It’s almost impossible to list all the accomplishments of MRO over the past decade. It’s shown us how wet Mars was in the past, and how that’s affected the surface today. Images have shown how diverse the environment there is, helped map out landing sites for future missions, tracked seasonal changes (over five Martian years), and supported the other missions that have set their wheels upon the ground there.

Here’s a video put together by the people at the Jet Propulsion Laboratory to give you a taste of what MRO has accomplished:

For me personally, it changed the way I think about Mars. To be clear, I’ve always supported scientific exploration of it. At the very least we need to understand how planets work; we live on one. By studying the other terrestrial planets we can understand our own better. Given how we humans are changing the Earth, having an outside example to study is critical; our future depends on it.

That’s true and a worthy motivation for exploring any planet. But as to Mars itself, years ago when I thought of it I pictured a dry, dead planet, cold and barren—a lifeless rock.

I was wrong. MRO showed us that Mars was a world, with all that implies. Before MRO I thought of Mars as an interesting scientific object of study. After MRO it became a place.

And it was not dead. Far from it! It has an atmosphere, clouds, weather of a sort. It changes, it’s dynamic.

It’s wondrous, and it’s beautiful.

Let me show you. Here are just a handful of some of my favorite images sent back to Earth from MRO using HiRISE, the High Resolution Imaging Science Experiment, which is capable of capturing fantastic details on the surface of Mars. See how gorgeous and amazing Mars really is.

Of all the images returned from MRO, I think this is the one that made me literally gasp out loud the hardest. That is an avalanche. On Mars.

This was from 2008, showing a region near the Martian north pole. It’s the edge of a scarp, a cliff, and as the Sun warmed the pole, carbon dioxide frozen underground turned into a gas and leaked out, weakening the cliff edge. Eventually, something had to give. Quite a few of these avalanches are seen every spring as the season changes. Here’s one from 2010:

Of everything we’ve seen, these drove home to me just how dynamic the surface is.

Mars has a thin atmosphere, with a surface pressure less than 1 percent that of Earth. It’s so thin that much smaller comets and asteroids can penetrate it to hit the ground, so the surface is covered in craters. They come in all kinds of weird shapes and sizes.

I love this one! It was a bit of mystery when it was first seen, but now we understand that under the rockier surface is an ice layer, and as the impactor releases its huge energy as an explosion, the shock wave penetrates the ground, reacting differently to the different strengths of the layers. In the end, you get these odd concentric rings. In the wide-angle shot of this crater a smaller, similar crater can be seen, too. Quite a few terraced craters have been seen across Mars.

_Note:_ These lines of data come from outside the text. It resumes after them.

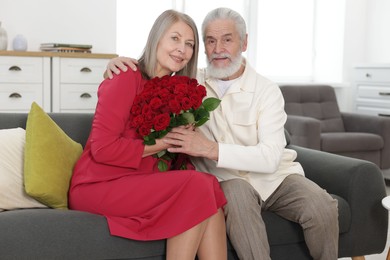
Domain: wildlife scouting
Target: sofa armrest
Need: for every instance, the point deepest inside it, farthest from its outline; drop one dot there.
(379, 125)
(304, 131)
(360, 183)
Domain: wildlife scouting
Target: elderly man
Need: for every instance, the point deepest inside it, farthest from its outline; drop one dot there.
(243, 144)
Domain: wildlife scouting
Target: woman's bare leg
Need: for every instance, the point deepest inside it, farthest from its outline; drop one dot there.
(213, 243)
(185, 245)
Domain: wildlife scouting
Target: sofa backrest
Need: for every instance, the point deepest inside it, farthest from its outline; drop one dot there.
(315, 101)
(76, 125)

Most craters on Mars are very old, billions of years. There’s not a lot of erosion on the surface like there is here on Earth. Still, some craters are much younger than that. Like, say, this one:

The crater was seen in an image in 2012, but that same area of Mars showed no crater in 2010. So it’s only a few years old! The blue color isn’t real; the image is displayed in enhanced color to show how material has been moved around. The fresh features show its youth; those radial rays tend to erode away after a few centuries. Maybe less.

Here’s another young crater:

This one is about 10 meters across, but has an interesting streak many hundreds of meters long, possibly left by the shock wave as the object came in at a low angle. I love the debris splash pattern!

This new crater is very interesting indeed:

Note the white material around it: That’s ice! Yes, water ice, excavated by the impact from a layer just below the surface. This crater is at midnorthern latitude, a bit farther south than you might expect ice to be able to hang out for long periods of time. Clearly, the surface is a good insulator. That’s a promising fact for potential future colonists looking for easy access to water.

The surface of Mars is rocky. Over millions of years and more, erosion has turned a lot of that into dark sand. The air is pretty thin, and has a hard time moving that sand … but Mars has nothing but time. Over the eons, huge dune fields have built up, and from orbit, they are works of artistic sculpture.

That’s a field of barchan (BAR-kan) dunes, horseshoe-shaped piles that form when the wind blows primarily from one direction (in this case, from the left).

Here’s another one in slightly enhanced color:

In that link I describe how these form; in a nutshell wind flows around an obstacle, splitting, and you get a steep hill upwind with a long wave-shape downwind.

Besides the sand, there’s also dust: Much smaller particles heavy in iron oxide … rust! These particles are small enough that the wind can blow them around. In some cases, the reddish sand is over darker, grayer basaltic rock, so when the wind blows away the dust, it’s like a Martian Etch a Sketch. In one case, this creates what may be my favorite photo of Mars of all time:

How amazing is that? All those curlicues are caused by dust devils, vortices of air like mini-tornadoes (though they form in a different manner).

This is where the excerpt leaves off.